Here are five key trends CIOs should follow now to keep up with the industry:

1. Self-service data analytics

The industry-wide awakening to the need for analyzing relevant data compelled many companies to invest in software that included self-service data analytics capabilities. Such software includes low-code or no-code application builders and data visualization features. Enterprises are using tools, such as Qlikview, Tableau, and Power BI, to democratize their data, foster transparency, and empower decision-makers across the organization.

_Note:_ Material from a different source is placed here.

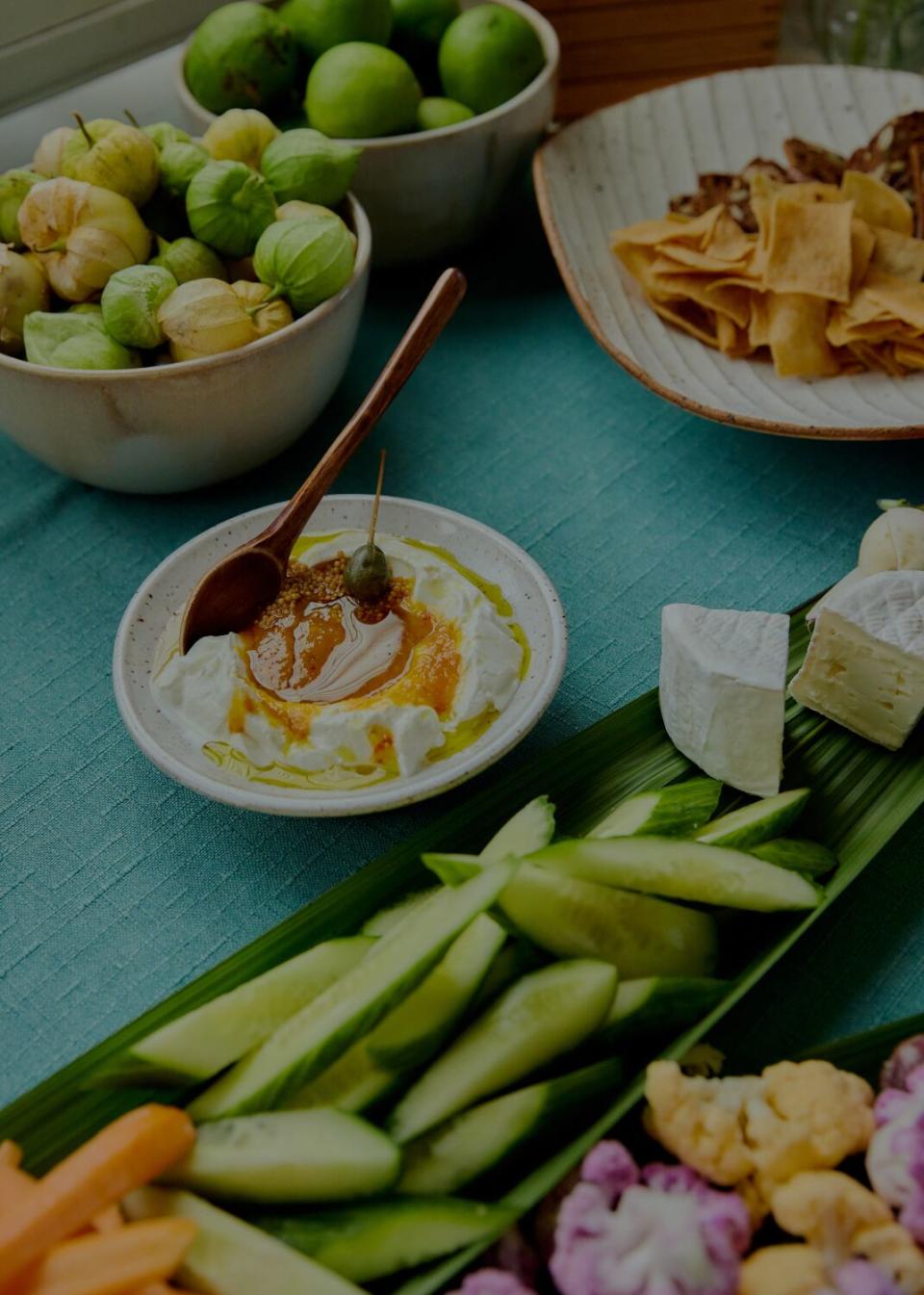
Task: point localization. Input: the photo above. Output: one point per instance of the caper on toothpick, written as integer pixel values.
(367, 575)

2. Solutions embedded with AI

Enterprises are increasingly shifting from proof-of-concept AI projects to operationalized AI. AI is helping teams handle complex situations that require analyzing historical data and identifying demand patterns. Chip innovations such as neuromorphic hardware are also enabling IT teams to embed AI/ML capabilities in edge devices. The reduced processing reliance on centralized systems is helping teams reduce latency and accelerate computations and natural language processing (NLP).

3. Decision intelligence

Enterprises are investing in ever more advanced AI capabilities, particularly to augment data science with decision theory, managerial science, and social science. Such decision intelligence leverages the feedback cycle with a framework that designs, develops, operates, evaluates, and manages decisions in a way that improves business outcomes. Such decision intelligence is expected to become a major decision-making tool for 33% of large organizations by 2023, Gartner predicts.

4. Event-driven architecture

Event-driven architecture is a software framework for application design. The programming approach orchestrates the production, detection, analysis, and experience of events. It limits the need for coupling, making it easier to support the modern, distributed application architectures that requires flexibility to adapt to changes and make real-time decisions.

5. AIOps

IT teams facing the complex challenge of handling high volumes of data are adopting platforms that automate their IT operations. Such AI-powered platforms are helping teams to monitor their operational and application performance, analyze system events, and troubleshooting. AIOps allow IT teams to remove siloed architecture, simplify configuration complexities, and proactively respond to IT challenges all in near-real-time.